The Wall Street Journal, aside from the Sarah Palin maelstrom, devotes its lead coverage to the plummeting fortunes of oil, even as the dollar and the battered stock market rebound. Future contracts for crude fell $5.75 to $109.71 yesterday—that's a 5 percent drop from Friday's trading and nearly a $40 decline from its all-time peak back in July. Oil's woe mirrors the general fall from grace experienced by all commodities recently—a sure sign of investor concern over a slowing global economy—and, with the fun now gone out of speculation, some analysts see a price floor for crude at around $80 a barrel, says BusinessWeek. Is this deja vu all over again? The WSJ points out that much like in the late 1970s, the Saudis are warning against keeping oil prices too high—they fear the combined effect of a production glut and weakening global demand—even as states like Iran and Venezuela are "expected to lead a campaign for OPEC to cut back on production" to maintain the $100-a-barrel level. If oil is plummeting, then surely the cost manufacturers charge for petroleum-based products—stuff like lotions, toothpaste, plastics—should also fall right? Think again, says the New York Times. "Many companies that cited higher energy costs for increasing prices are resisting a rollback, saying they still need to recover money lost in the run-up," it writes.
Meanwhile, Coca-Cola wants to buy the leading Chinese maker of juices and nectars for some $2.4 billion, "the second-largest acquisition in the Atlanta company's history," notes the WSJ. Following on from Coke's Olympics push, the acquisition of Huiyuan would further secure the company's "hold on a booming market in the biggest foreign takeover in China," writes Reuters. "It's a high-growth market because of the growing personal income in China and increased health awareness," an analyst tells the BBC. In the other direction, Chinese banks are having a tough time figuring out where to invest their foreign currency holdings now that they've cut back on their investments in U.S. mortgage giants Fannie Mae and Freddie Mac. As the Journal notes Chinese banks have a lot of cash they need to invest, with Bank of China sitting on $240 billion of overseas assets and the other three big lenders holding a combined total of $219 billion. With Fannie and Freddie currently out of favor despite being seen as low-risk, the Chinese billions need to find a new home.

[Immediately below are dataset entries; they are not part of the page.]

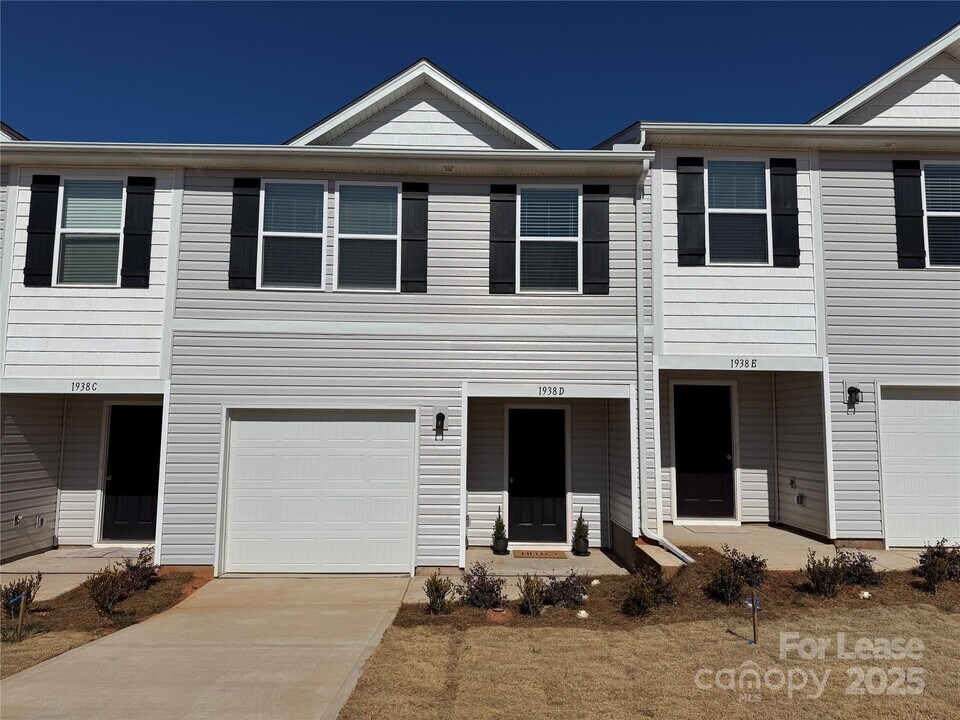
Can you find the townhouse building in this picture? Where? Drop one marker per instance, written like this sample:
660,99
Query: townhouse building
349,352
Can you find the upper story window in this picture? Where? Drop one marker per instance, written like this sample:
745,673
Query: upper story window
89,232
550,240
368,238
292,234
941,199
738,217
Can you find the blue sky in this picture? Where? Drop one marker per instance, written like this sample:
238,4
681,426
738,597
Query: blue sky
575,73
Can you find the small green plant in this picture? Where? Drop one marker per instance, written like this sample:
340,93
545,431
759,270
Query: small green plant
533,592
481,589
581,530
107,589
725,584
27,586
825,576
439,592
647,590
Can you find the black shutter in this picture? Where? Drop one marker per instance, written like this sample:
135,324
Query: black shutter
784,212
41,230
413,238
137,232
243,234
596,240
503,239
909,209
691,218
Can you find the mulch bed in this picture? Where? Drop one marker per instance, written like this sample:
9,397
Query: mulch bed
783,593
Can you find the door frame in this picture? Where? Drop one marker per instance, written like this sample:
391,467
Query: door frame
568,469
735,441
106,412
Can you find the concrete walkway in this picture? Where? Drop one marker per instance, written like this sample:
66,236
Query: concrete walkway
237,648
783,550
64,568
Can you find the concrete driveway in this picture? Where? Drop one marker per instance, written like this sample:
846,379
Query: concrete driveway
237,648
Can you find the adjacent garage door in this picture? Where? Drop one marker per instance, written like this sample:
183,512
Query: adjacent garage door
320,492
920,446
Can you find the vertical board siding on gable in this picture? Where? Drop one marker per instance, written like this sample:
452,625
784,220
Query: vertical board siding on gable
929,97
884,324
425,119
722,310
485,466
800,451
756,440
29,466
87,332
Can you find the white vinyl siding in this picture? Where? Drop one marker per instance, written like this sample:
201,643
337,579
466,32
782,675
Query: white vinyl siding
80,332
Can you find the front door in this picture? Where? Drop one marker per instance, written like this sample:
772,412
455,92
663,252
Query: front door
537,476
133,472
703,442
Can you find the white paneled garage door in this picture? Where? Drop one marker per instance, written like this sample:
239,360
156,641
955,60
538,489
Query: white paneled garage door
920,447
320,492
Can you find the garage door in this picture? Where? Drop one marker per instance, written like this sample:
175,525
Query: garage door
920,445
320,492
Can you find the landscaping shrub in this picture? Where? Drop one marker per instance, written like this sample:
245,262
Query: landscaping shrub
567,591
858,567
139,574
480,588
107,589
647,590
825,576
24,586
726,584
532,594
439,592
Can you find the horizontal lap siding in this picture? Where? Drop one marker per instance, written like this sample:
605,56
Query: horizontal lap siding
87,333
737,310
927,97
29,466
884,325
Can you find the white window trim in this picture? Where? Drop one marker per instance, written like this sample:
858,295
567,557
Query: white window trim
578,240
57,260
734,211
349,236
933,213
261,234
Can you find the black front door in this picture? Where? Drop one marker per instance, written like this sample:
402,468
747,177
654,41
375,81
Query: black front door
133,472
703,442
537,474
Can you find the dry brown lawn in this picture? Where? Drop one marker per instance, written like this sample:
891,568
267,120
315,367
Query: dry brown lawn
463,667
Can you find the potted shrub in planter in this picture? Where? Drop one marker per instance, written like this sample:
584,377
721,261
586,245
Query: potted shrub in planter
581,536
499,536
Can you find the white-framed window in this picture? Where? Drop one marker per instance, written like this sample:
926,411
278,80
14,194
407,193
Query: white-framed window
738,223
89,240
292,234
367,254
941,209
549,239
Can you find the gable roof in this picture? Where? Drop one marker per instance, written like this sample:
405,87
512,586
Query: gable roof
423,72
948,43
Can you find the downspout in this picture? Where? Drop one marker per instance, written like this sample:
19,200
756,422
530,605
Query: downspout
638,199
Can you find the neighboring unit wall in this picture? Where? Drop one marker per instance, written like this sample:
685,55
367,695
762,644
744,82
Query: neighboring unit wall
341,349
29,467
927,97
737,310
801,452
87,332
884,325
754,401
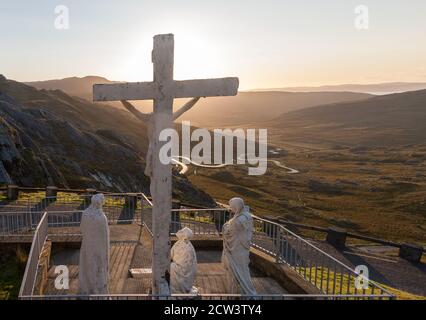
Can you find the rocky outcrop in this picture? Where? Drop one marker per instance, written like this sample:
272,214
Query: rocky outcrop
50,138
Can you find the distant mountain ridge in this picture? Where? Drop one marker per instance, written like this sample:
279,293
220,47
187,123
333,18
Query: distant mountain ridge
382,120
246,107
374,88
50,138
73,86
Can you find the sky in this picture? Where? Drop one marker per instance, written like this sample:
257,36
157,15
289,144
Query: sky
266,43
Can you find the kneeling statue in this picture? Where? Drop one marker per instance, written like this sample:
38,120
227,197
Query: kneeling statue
184,264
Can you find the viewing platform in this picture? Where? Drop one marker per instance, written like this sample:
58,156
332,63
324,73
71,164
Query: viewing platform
283,265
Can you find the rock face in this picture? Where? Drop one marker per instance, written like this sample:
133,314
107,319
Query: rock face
50,138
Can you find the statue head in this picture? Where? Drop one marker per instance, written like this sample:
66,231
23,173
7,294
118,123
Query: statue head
237,205
184,234
97,201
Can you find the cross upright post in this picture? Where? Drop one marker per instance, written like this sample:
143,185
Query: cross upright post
163,90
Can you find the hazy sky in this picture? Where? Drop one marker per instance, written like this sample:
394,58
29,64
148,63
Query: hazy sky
267,43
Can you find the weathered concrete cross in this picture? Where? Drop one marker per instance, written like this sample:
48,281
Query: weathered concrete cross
163,90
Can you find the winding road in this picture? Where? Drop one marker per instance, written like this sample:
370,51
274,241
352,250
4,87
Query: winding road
184,167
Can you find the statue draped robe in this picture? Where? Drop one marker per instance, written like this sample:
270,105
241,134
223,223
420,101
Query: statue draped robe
237,236
94,252
184,266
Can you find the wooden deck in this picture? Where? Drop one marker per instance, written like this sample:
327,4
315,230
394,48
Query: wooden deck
134,251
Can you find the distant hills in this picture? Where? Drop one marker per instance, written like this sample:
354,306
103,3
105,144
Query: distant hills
376,88
50,138
246,107
393,119
74,86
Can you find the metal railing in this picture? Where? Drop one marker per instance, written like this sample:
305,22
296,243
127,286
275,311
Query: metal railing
332,278
206,222
222,297
66,211
327,274
40,236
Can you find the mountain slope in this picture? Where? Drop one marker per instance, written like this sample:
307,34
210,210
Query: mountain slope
374,88
246,107
73,86
48,137
383,120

The Financial Times devotes front-page coverage to Hollywood's princely new backer: Abu Dhabi. The Abu Dhabi Media Company, an arm of the oil-rich government, told the FT on Tuesday it will stump up to $1 billion to finance the production of as many as 40 films with Hollywood over a five-year-period. The NYT though pours some cold water on the deal, pointing out the same outfit a year ago signed a $1 billion movie-and-video-game-financing deal with Warner Bros. and only have one film in the can: Shorts, what the newspaper calls "a family-friendly adventure film" starring William H. Macy. That doesn't seem to have torpedoed Abu Dhabi's Hollywood dreams. A new Abu Dhabi government-backed incubator named Imagenation Abu Dhabi will manage the existing Warner Bros. deal and name new studio partners at the Toronto Film Festival later this month, the NYT reports.

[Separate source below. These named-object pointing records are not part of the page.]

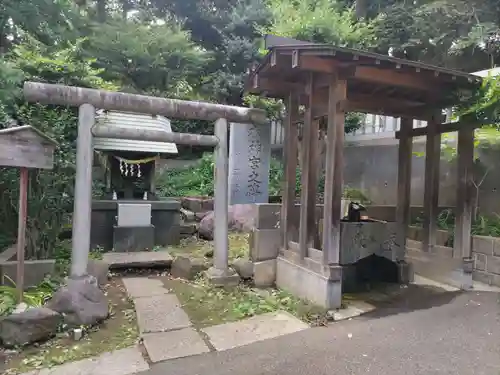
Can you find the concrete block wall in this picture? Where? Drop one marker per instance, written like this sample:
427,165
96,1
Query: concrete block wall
485,253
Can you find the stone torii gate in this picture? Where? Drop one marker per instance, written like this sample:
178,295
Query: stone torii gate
88,100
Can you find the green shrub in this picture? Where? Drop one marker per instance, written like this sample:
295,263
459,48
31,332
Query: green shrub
198,180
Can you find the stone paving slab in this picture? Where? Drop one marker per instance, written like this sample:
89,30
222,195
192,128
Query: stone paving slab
174,344
160,313
143,287
257,328
353,309
138,259
120,362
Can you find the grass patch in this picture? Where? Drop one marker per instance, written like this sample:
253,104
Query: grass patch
207,305
117,332
198,248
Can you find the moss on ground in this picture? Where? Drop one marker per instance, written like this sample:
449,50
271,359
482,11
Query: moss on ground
117,332
198,248
207,305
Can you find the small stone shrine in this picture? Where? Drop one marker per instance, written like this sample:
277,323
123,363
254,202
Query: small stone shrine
131,217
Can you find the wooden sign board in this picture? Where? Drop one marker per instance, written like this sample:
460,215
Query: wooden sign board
24,146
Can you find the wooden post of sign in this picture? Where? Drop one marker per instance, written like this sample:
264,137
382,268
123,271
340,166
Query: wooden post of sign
21,231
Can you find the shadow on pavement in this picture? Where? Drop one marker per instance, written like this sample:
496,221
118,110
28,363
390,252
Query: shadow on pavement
408,299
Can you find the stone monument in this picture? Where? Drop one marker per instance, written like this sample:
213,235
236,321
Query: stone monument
249,160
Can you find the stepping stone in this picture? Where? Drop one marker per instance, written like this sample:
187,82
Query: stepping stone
257,328
120,362
160,313
174,344
139,259
143,287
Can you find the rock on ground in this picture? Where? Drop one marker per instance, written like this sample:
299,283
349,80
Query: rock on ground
240,218
32,325
81,302
187,268
99,269
197,204
244,268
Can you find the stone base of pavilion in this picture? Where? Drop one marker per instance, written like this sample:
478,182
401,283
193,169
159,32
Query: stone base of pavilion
308,277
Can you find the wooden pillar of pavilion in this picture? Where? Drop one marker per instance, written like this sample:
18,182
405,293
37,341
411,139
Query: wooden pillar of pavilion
337,93
308,177
431,184
290,165
404,187
464,201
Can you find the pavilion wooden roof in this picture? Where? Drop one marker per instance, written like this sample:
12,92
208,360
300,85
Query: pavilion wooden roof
375,83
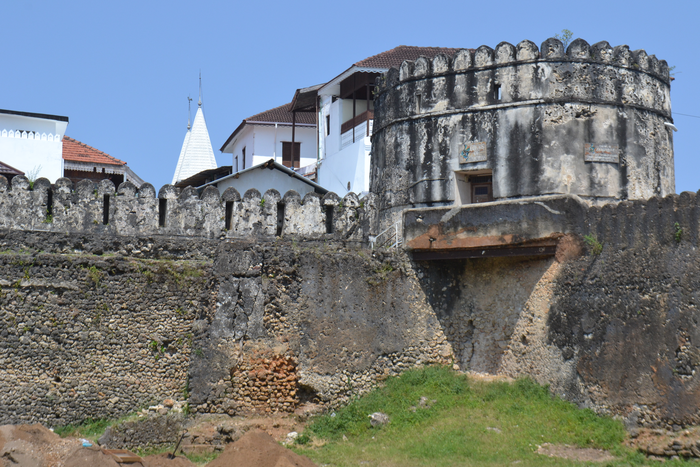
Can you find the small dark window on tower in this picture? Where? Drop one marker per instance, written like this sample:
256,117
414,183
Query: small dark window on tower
329,218
280,218
49,205
229,215
105,210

It's been a busy week for Abu Dhabi royalty, scoring in recent days the acquisition of English pro soccer club Manchester City. On Wednesday, it set the soccer world buzzing with a report by Arabian Business that Manchester City is considering an unprecedented $240 million bid for cross-town star Ronaldo. When you bring in $500 million a day in oil revenues, you can afford such high-priced flirtations with sports stars and celebrities, the Daily Telegraph grumbles.
Lest you think there are no checks and balances on oil-rich sultanates and shrewd Asian government-backed funds buying stakes in tottering banks and even more distressed sports franchises, alas, some preliminary rules have been brokered on how sovereign wealth funds are to proceed with future investments, the WSJ reports. The International Monetary Fund succeeded in hammering out a "preliminary agreement" with some of the world's largest sovereign wealth funds "in which they agreed to follow principles for commercial investment." The newspaper adds that the actual list of principles was not made public, as the funds need to bring the rules back home for state approval.

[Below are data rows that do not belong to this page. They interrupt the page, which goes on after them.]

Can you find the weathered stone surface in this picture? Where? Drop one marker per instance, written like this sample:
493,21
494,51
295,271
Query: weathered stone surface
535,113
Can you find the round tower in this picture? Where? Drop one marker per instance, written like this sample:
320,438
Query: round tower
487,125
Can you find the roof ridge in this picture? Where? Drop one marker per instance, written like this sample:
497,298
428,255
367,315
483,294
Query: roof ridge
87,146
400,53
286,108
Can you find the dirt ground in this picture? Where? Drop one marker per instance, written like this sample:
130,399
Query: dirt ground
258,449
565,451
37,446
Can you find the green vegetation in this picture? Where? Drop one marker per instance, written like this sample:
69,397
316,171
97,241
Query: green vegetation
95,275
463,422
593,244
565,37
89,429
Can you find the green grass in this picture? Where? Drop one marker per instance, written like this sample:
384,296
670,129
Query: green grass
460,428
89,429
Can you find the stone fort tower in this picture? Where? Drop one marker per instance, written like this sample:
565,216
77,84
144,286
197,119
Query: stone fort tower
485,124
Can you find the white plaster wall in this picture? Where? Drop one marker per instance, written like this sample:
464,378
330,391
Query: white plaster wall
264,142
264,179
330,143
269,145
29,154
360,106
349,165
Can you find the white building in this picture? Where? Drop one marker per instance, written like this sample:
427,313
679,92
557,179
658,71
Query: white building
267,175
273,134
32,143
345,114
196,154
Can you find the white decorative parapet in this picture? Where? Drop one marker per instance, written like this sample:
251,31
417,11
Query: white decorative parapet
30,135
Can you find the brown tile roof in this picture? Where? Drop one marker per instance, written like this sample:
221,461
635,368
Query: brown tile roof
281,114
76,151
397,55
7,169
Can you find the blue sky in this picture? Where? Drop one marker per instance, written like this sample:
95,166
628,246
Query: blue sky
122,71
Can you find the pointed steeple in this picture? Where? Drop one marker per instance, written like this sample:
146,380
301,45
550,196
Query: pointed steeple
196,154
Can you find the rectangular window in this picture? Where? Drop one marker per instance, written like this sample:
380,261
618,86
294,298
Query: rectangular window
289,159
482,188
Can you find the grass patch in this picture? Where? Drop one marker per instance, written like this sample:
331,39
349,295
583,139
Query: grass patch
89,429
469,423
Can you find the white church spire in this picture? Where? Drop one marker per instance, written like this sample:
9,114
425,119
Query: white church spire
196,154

Finally, Indian car giant Tata's plans to build a supercheap small car for the masses have stalled, says the Financial Times. Violent protests by farmers over land they claim was taken from them and given to the company by the state of West Bengal have curtailed all production of the Nano, which was meant to launch next month, reports the NYT. Now the company is threatening to move production to other less rebellious locales, and that could throw off the launch by at least a year.